Die Runden immer schön dem Meer entlang. Bisher dachte ich immer, das Ufer des Meers sei so was von flach, keine Steigung, alles nur gerade. Weit gefehlt. Irgendwie ist das eine optische Täuschung! Echt! Noch nie schien die Strecke, welche haargenau dem Meeresstrand folgte, sooo steil. Alles bisher nur optisch eine Täuschung für die Menschheit! Wir haben uns tatsächlich täuschen lassen von dieser Linie. Oder schaut auf euren nächsten Sonnenuntergangs-Fotos mal, wie schräg der Horizon ist. Eben, genau das ist diese Steigung des Meeres-Randes. Und bei einem langen Rennen wie heute mag man keine Steigung, KEINE!!
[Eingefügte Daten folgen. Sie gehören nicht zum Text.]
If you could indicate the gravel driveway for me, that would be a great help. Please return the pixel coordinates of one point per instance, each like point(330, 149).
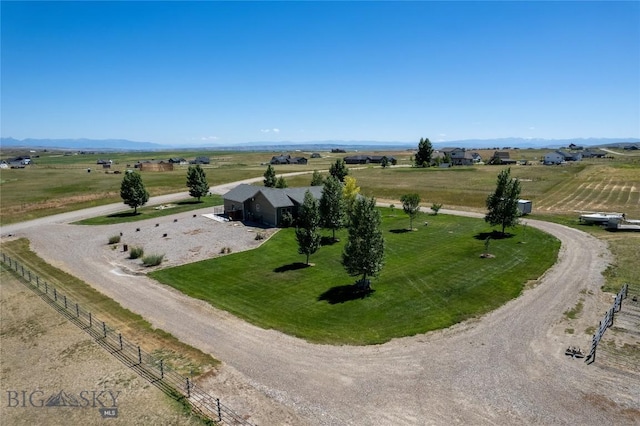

Im Vorfeld hatte ich auch diese hohe Hürde von 27km vor mir. Jedesmal im Training bin ich bei meinen 30km Läufen bei Km 27 gestorben. Man kann sich nicht vorstellen wie oft man einen solchen 27km-Tod qualvoll erleben kann/will/muss. Komisch; Paradox! Aber solange man einen Tod erleben kann, solange ist gut und solange gehts weiter im Leben, irgendwie. Deshalb heisst es ja erLeben!! Im Training hab ich mir als Hilfe dieses Tunnel ab km 26.5 vorgestellt. Ich wollte unter allen Umständen den 27km-Tod vermeiden, überspringen. Also war das Ziel kurz vor dem kritischen Punkt ins Tunnel abzutauchen und solange in schmerzfreien Raum zu bleiben bis eben zu dieser ultimativen Kurve. Genau das war mein von langer Hand vorbereitete Plan. Und wie oft im Leben muss man flexibel auf äussere Umstände reagieren und den Plan anpassen, aber es ist trotzdem vital, einen guten Plan zu haben, für vieles im Leben, vor allem für spezielle Herausforderungen.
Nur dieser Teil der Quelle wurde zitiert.